How the Maltese iPhone got away

Matt Bowman · April 20, 2010 · Short URL: https://vator.tv/n/f22

A bit of disbelief, beer and a buggy OS created a smokescreen thick enough to blind Apple's agents

 You'd think that Apple, the undisputed heavyweight champion of corporate security, would have been able to track down a lost iPhone prototype gone missing for a month before Gizmodo could publish a story on it. Apple likely knew the phone was missing an entire 4 weeks before the story, the biggest scoop in tech memory, hit the intertubes.

That consideration has led many to believe the scoop was an elaborate PR stunt by Apple. I personally find Gizmodo's defense of its own version credible. There's no clear motive for a sloppy-looking leak that deflates the wowpower of June's "one-more-thing". So the question remains... what were Apple's men in black doing during that time? iPhones have GPS. iPhone prototypes must have uber-robust GPS. Heck, Apple probably has nano video cameras following around iPhone prototypes 24/7.

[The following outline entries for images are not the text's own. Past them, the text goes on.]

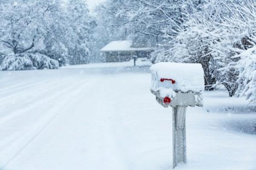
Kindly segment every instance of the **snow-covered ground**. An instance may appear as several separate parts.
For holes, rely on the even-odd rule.
[[[132,61],[0,72],[0,170],[172,169],[172,109]],[[188,109],[176,170],[256,169],[256,112],[228,96]]]

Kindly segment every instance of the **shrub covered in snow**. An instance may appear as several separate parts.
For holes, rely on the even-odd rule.
[[[1,66],[3,70],[55,69],[58,68],[59,63],[41,54],[23,53],[7,55]]]
[[[39,53],[28,54],[33,63],[33,66],[37,69],[56,69],[59,67],[59,63],[55,60]]]
[[[1,66],[3,70],[24,70],[31,69],[33,67],[30,58],[22,54],[6,56]]]
[[[236,66],[239,89],[247,100],[256,104],[256,47],[249,49],[235,57],[241,58]]]

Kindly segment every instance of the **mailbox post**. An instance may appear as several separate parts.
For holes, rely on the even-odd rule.
[[[159,63],[150,68],[151,92],[164,107],[172,108],[173,168],[186,161],[186,113],[188,106],[201,107],[204,89],[200,64]]]

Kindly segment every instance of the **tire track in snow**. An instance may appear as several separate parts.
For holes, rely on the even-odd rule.
[[[19,149],[17,152],[16,152],[16,153],[15,153],[14,154],[14,155],[12,157],[11,157],[9,159],[8,159],[8,160],[6,162],[6,163],[5,164],[4,164],[0,168],[0,170],[3,170],[6,167],[6,166],[7,166],[8,165],[8,164],[10,162],[12,161],[12,160],[13,160],[15,158],[16,156],[17,156],[18,155],[19,155],[19,154],[26,147],[27,147],[28,145],[29,145],[29,144],[30,144],[35,138],[36,138],[39,135],[40,135],[40,134],[41,133],[46,127],[47,127],[51,124],[51,123],[52,122],[52,121],[55,119],[55,118],[57,117],[57,116],[59,115],[60,114],[60,113],[61,113],[61,111],[63,111],[64,109],[65,109],[68,106],[68,103],[72,103],[72,101],[74,101],[76,99],[75,97],[77,95],[79,94],[79,93],[81,92],[81,90],[82,90],[83,89],[84,89],[85,87],[86,87],[87,86],[88,86],[90,84],[92,84],[93,83],[93,81],[94,81],[94,79],[92,79],[91,78],[90,78],[90,79],[88,79],[90,80],[90,81],[88,82],[87,81],[82,81],[81,82],[81,83],[83,83],[84,82],[84,83],[86,82],[86,83],[81,83],[81,84],[79,83],[79,86],[78,86],[78,88],[74,89],[75,90],[72,92],[72,94],[70,94],[70,95],[69,95],[69,97],[70,97],[70,96],[72,97],[71,98],[72,98],[71,100],[69,100],[68,98],[66,98],[65,99],[65,101],[63,102],[63,104],[62,104],[62,106],[59,109],[58,109],[58,111],[56,112],[56,113],[54,114],[54,115],[53,115],[52,116],[51,118],[49,120],[48,120],[48,121],[47,121],[47,122],[46,123],[44,124],[43,126],[42,126],[41,127],[41,128],[40,128],[39,130],[38,130],[36,133],[35,133],[35,134],[32,136],[32,137],[29,141],[27,141],[27,142],[26,142],[26,144],[24,145],[23,145],[23,146],[20,149]],[[82,84],[82,86],[79,86],[80,84]],[[79,86],[80,86],[80,87],[79,87]],[[72,88],[72,89],[73,89],[73,88]],[[67,90],[67,91],[68,91],[68,90]],[[68,98],[69,98],[69,97]]]
[[[72,80],[74,80],[72,79]],[[72,84],[73,83],[73,81],[70,81],[67,83],[61,83],[60,84],[58,84],[55,86],[52,86],[52,85],[55,84],[56,82],[56,81],[54,82],[50,82],[49,84],[48,84],[47,85],[47,86],[45,86],[44,88],[44,89],[42,90],[36,90],[36,89],[35,89],[34,90],[36,92],[33,92],[33,91],[32,91],[33,92],[32,92],[32,93],[33,93],[33,97],[30,98],[29,100],[27,99],[25,101],[22,100],[22,101],[20,102],[20,101],[21,101],[21,99],[20,98],[17,98],[17,96],[14,95],[14,98],[16,98],[17,101],[19,101],[17,102],[19,104],[18,105],[15,105],[15,107],[13,107],[14,106],[11,106],[11,107],[12,107],[12,109],[14,109],[14,110],[10,113],[8,113],[7,115],[0,115],[0,118],[1,118],[1,120],[0,120],[0,124],[2,124],[5,121],[5,121],[6,120],[10,120],[11,118],[15,117],[15,116],[17,115],[20,115],[21,114],[27,112],[29,110],[31,110],[34,108],[41,106],[41,104],[44,104],[44,102],[49,102],[49,101],[48,100],[49,98],[50,98],[52,97],[52,96],[54,95],[57,96],[57,95],[60,93],[60,92],[61,92],[61,90],[63,90],[61,89],[62,89],[61,87],[65,87],[66,85],[72,85]],[[59,90],[59,89],[61,89],[61,91],[56,90]],[[29,90],[28,90],[29,91]],[[30,95],[26,94],[28,90],[20,92],[21,95],[24,98],[29,98]],[[31,93],[31,90],[30,90],[30,93]],[[49,93],[50,92],[52,92],[52,93]],[[46,94],[52,94],[52,95],[47,96],[47,97],[45,97],[44,96]],[[28,95],[28,96],[27,96]],[[38,98],[40,99],[39,100],[35,101],[35,100],[37,100]],[[6,100],[6,102],[7,102],[7,103],[8,104],[10,100],[10,99],[7,99],[4,98],[2,99],[2,100],[3,101]],[[12,100],[13,100],[14,98],[13,98]],[[0,100],[0,102],[1,102],[0,101],[1,100]],[[5,105],[6,106],[6,104],[5,104],[3,102],[2,102],[1,104]],[[18,107],[17,107],[17,106]],[[19,106],[21,106],[22,107],[18,108]],[[18,108],[17,108],[17,107],[18,107]],[[19,111],[20,110],[21,110],[21,111]],[[9,111],[7,110],[7,111]]]
[[[62,84],[62,85],[65,85],[65,86],[63,86],[63,87],[65,87],[66,86],[66,85],[70,85],[70,84],[68,83],[65,84]],[[59,87],[59,86],[58,86],[58,88]],[[28,119],[27,118],[31,116],[29,113],[33,113],[34,112],[33,111],[31,111],[31,110],[34,109],[36,108],[38,108],[46,102],[49,102],[49,101],[54,101],[56,100],[56,99],[58,99],[58,98],[59,98],[61,96],[63,95],[63,94],[66,94],[66,93],[70,91],[70,90],[72,90],[74,88],[74,87],[73,86],[69,86],[68,88],[63,88],[62,90],[58,91],[56,93],[52,93],[52,95],[48,96],[47,98],[45,98],[42,99],[38,101],[37,101],[35,103],[32,103],[32,104],[29,105],[29,106],[25,107],[24,109],[22,108],[21,112],[20,111],[20,112],[14,112],[14,113],[13,114],[9,115],[8,116],[6,116],[3,118],[2,118],[0,121],[0,127],[1,127],[2,129],[3,129],[5,125],[8,124],[9,124],[10,121],[14,121],[14,124],[17,124],[20,122],[23,121],[24,119]],[[39,97],[39,98],[40,98]],[[15,113],[17,113],[15,114]],[[27,114],[26,116],[24,116],[24,115],[23,114],[26,113],[28,113],[28,114]],[[38,118],[38,117],[39,117],[41,116],[41,115],[40,114],[38,114],[37,116],[36,116],[36,118]],[[22,118],[20,118],[20,117],[22,117]],[[17,120],[17,121],[16,121],[16,120]],[[6,147],[6,145],[9,145],[10,143],[12,143],[14,141],[22,135],[23,135],[23,134],[20,134],[20,135],[17,136],[17,135],[16,135],[15,134],[14,134],[13,135],[14,137],[9,136],[9,138],[12,138],[12,139],[6,139],[5,140],[6,141],[1,141],[1,143],[6,143],[6,144],[5,145],[3,144],[3,144],[2,144],[1,145],[0,145],[1,147],[0,148],[0,151],[1,151],[5,147]]]

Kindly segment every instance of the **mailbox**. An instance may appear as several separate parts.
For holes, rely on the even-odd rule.
[[[161,62],[150,68],[150,90],[157,102],[172,108],[173,167],[186,160],[185,117],[188,106],[203,106],[204,70],[200,64]]]

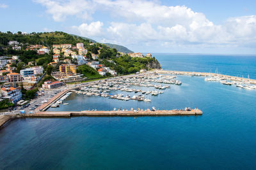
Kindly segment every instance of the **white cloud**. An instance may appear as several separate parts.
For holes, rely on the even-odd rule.
[[[84,20],[91,18],[93,4],[89,1],[33,0],[47,8],[47,13],[57,22],[64,21],[67,17],[75,15]]]
[[[5,4],[0,4],[0,8],[6,8],[8,6]]]
[[[90,24],[83,23],[80,25],[73,26],[72,29],[74,31],[78,31],[80,35],[83,36],[99,37],[102,36],[103,23],[99,21],[93,22]]]
[[[143,46],[256,46],[256,16],[228,18],[214,25],[202,13],[185,6],[168,6],[145,0],[34,0],[47,8],[56,21],[68,16],[93,19],[97,11],[109,13],[110,24],[100,21],[73,26],[73,31],[104,42]],[[118,20],[118,21],[116,21]],[[82,23],[84,21],[82,22]],[[141,45],[142,44],[142,45]]]

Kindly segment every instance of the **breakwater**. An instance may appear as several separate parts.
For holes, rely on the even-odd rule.
[[[158,74],[180,74],[180,75],[187,75],[187,76],[219,76],[220,78],[223,78],[225,79],[228,79],[232,81],[244,81],[248,82],[251,84],[256,84],[256,80],[233,76],[230,75],[225,75],[218,73],[203,73],[203,72],[191,72],[191,71],[168,71],[168,70],[158,70],[154,71],[155,73]]]
[[[40,111],[35,114],[27,114],[28,117],[72,117],[72,116],[172,116],[172,115],[201,115],[203,112],[199,109],[191,110],[156,110],[156,111]]]

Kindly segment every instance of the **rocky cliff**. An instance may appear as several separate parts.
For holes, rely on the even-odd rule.
[[[149,69],[161,69],[161,66],[157,60],[154,60],[147,64],[146,66]]]

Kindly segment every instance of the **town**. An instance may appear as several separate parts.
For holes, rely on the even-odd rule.
[[[45,90],[68,83],[146,71],[138,67],[122,73],[124,67],[115,62],[118,57],[152,58],[150,53],[125,53],[100,43],[88,40],[85,43],[86,45],[83,42],[47,45],[9,41],[1,49],[6,50],[6,55],[0,56],[0,109],[23,109]],[[25,56],[12,55],[20,51]],[[111,52],[114,52],[109,54]]]

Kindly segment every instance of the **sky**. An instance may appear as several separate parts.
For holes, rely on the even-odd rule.
[[[0,31],[63,31],[136,52],[256,54],[256,1],[0,0]]]

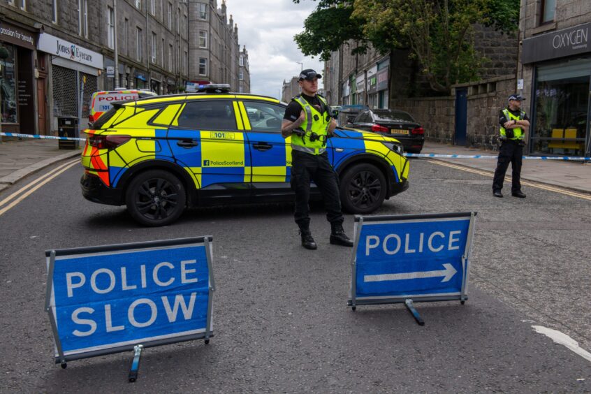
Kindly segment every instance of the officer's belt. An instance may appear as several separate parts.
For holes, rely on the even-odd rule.
[[[299,150],[300,152],[305,152],[306,153],[310,153],[312,154],[321,154],[324,153],[326,150],[326,148],[309,148],[307,147],[302,147],[301,145],[296,145],[294,144],[291,144],[291,149],[292,150]]]

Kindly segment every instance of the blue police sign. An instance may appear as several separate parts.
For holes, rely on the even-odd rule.
[[[47,251],[56,363],[212,335],[211,237]]]
[[[356,217],[349,305],[463,302],[474,215]]]

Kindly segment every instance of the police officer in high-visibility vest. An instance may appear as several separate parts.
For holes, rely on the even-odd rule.
[[[521,163],[525,145],[525,129],[530,127],[530,118],[521,109],[523,100],[525,98],[519,94],[511,94],[509,98],[509,105],[501,110],[499,114],[502,143],[492,180],[492,194],[495,197],[503,196],[501,189],[503,189],[505,173],[511,162],[511,196],[525,198],[525,194],[521,191]]]
[[[296,193],[296,223],[300,228],[302,246],[315,249],[316,242],[309,229],[310,182],[322,194],[326,219],[330,222],[331,244],[352,247],[343,230],[343,215],[337,174],[328,161],[326,140],[337,126],[330,107],[316,94],[318,80],[322,75],[314,70],[303,70],[299,84],[302,94],[292,98],[285,110],[281,133],[291,137],[291,188]]]

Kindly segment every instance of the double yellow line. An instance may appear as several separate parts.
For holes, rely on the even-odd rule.
[[[0,215],[27,198],[27,197],[32,194],[36,190],[60,175],[64,171],[69,169],[77,163],[80,163],[80,159],[76,159],[75,160],[72,160],[71,161],[65,163],[59,167],[54,168],[45,175],[39,177],[31,183],[22,187],[0,201]]]
[[[484,170],[476,170],[474,168],[469,168],[467,167],[464,167],[463,166],[458,166],[456,164],[451,164],[445,161],[439,161],[437,160],[428,160],[429,163],[432,163],[433,164],[437,164],[438,166],[443,166],[444,167],[449,167],[450,168],[455,168],[456,170],[461,170],[462,171],[466,171],[467,173],[472,173],[473,174],[479,174],[480,175],[484,175],[486,177],[492,177],[495,175],[494,172],[491,171],[486,171]],[[511,182],[511,177],[506,177],[506,182]],[[577,198],[583,198],[583,200],[589,200],[591,201],[591,196],[588,194],[585,194],[583,193],[578,193],[576,191],[572,191],[571,190],[567,190],[564,189],[560,189],[558,187],[555,187],[553,186],[548,186],[547,184],[543,184],[541,183],[538,183],[532,181],[521,181],[521,184],[525,184],[526,186],[530,186],[532,187],[536,187],[537,189],[541,189],[542,190],[547,190],[548,191],[553,191],[555,193],[560,193],[560,194],[564,194],[565,196],[570,196],[571,197],[576,197]]]

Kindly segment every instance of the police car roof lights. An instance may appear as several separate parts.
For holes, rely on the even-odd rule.
[[[198,93],[228,93],[230,92],[230,85],[227,83],[212,83],[203,85],[198,90]]]

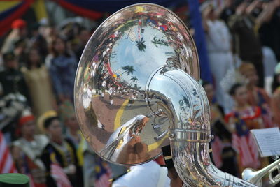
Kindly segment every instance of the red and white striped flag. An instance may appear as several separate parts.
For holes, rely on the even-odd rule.
[[[211,143],[213,160],[216,167],[220,168],[223,166],[222,151],[223,145],[222,141],[218,136],[215,136],[214,140]]]
[[[251,133],[241,136],[233,133],[232,147],[240,155],[241,165],[253,169],[258,168],[260,164],[258,160],[258,147]]]
[[[57,187],[72,187],[67,175],[59,165],[52,163],[50,165],[50,173],[52,178],[57,182]]]
[[[95,187],[108,187],[111,185],[109,181],[112,171],[108,163],[100,157],[96,158],[95,166]]]
[[[94,186],[96,187],[108,187],[110,186],[111,182],[109,181],[111,179],[111,174],[106,173],[102,174],[102,176],[95,180]]]
[[[5,137],[0,131],[0,174],[17,173],[15,164],[10,150],[6,142]]]

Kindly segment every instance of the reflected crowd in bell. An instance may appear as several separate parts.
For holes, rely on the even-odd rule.
[[[20,60],[24,52],[3,51],[0,146],[10,157],[5,160],[0,152],[0,173],[26,174],[31,186],[141,186],[141,174],[131,177],[136,170],[150,174],[146,182],[155,179],[149,172],[156,173],[160,186],[278,186],[280,175],[274,172],[279,173],[280,161],[260,158],[250,130],[279,126],[279,54],[265,46],[260,57],[247,58],[239,51],[242,46],[229,47],[239,45],[232,38],[241,33],[233,22],[241,18],[232,13],[225,22],[214,19],[211,11],[218,8],[206,1],[200,14],[209,67],[200,63],[194,26],[150,3],[118,10],[91,36],[80,27],[79,34],[85,31],[87,39],[77,46],[53,31],[46,38],[52,52],[43,55],[32,40],[27,42],[33,46],[27,47],[27,60]],[[246,1],[228,1],[238,7]],[[223,19],[232,8],[226,4]],[[18,45],[23,46],[13,47]],[[41,59],[32,62],[36,53]],[[270,75],[260,74],[259,57],[267,72],[273,69]],[[18,67],[8,66],[15,59]],[[204,68],[210,81],[201,80]],[[10,77],[15,84],[6,79]],[[260,86],[262,79],[272,89]],[[74,94],[67,91],[73,88]],[[162,156],[167,146],[171,154]],[[11,160],[8,172],[6,160]]]

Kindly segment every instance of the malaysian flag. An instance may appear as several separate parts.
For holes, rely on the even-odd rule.
[[[53,163],[51,164],[50,174],[55,180],[57,187],[72,187],[67,175],[59,164]]]
[[[99,156],[96,156],[95,166],[95,187],[108,187],[111,185],[109,181],[111,178],[112,172],[108,163]]]
[[[0,174],[17,172],[5,137],[2,132],[0,131]]]
[[[211,142],[213,160],[216,167],[220,168],[223,166],[222,151],[223,149],[223,142],[218,136]]]
[[[260,165],[258,147],[244,120],[236,124],[236,133],[232,134],[232,147],[239,154],[242,166],[257,169]]]

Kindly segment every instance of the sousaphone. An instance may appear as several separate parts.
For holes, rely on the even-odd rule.
[[[82,54],[75,82],[80,129],[104,159],[134,165],[171,144],[190,186],[255,186],[211,162],[210,110],[193,39],[168,9],[142,3],[110,16]]]

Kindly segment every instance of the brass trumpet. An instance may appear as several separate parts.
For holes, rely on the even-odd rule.
[[[276,170],[278,170],[278,174],[273,177],[272,172]],[[267,173],[271,184],[275,185],[280,182],[280,159],[258,171],[255,171],[252,168],[245,169],[242,172],[242,179],[258,186],[262,186],[262,178]]]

Gizmodo, in its defense of the authenticity of the story, has published a long explanation for how the company could lose track of the Maltese iPhone. It's a long piece, so here's the gist:

  • The unnamed finder of the iPhone played with it a bit the night he found it, and the next morning, it was bricked, ie, someone remotely shut it down completely to avoid security breaches.
  • The finder, unable to turn on the phone and contact the owner, called Apple to try and return it. He described the unusual characteristics (presumably body shape, front-facing camera, etc). The customer service reps, who would never be told of a missing phone by Apple HQ, figured it was probably a Chinese knock-off. The finder didn't provide pictures, so they figured they couldn't help any further.
  • What about GPS? Apple has a product, MobileMe, that lets iPhone owners pinpoint the location of their phone on a map... but it doesn't yet work in the newest operating system, OS 4, currently in beta testing. That was the OS running on the prototype. Therefore, no way to track down the device.

And that's it: a bit of beer, a disbelieving rep and a buggy OS created a hole just large enough for the Maltese iPhone to fly away.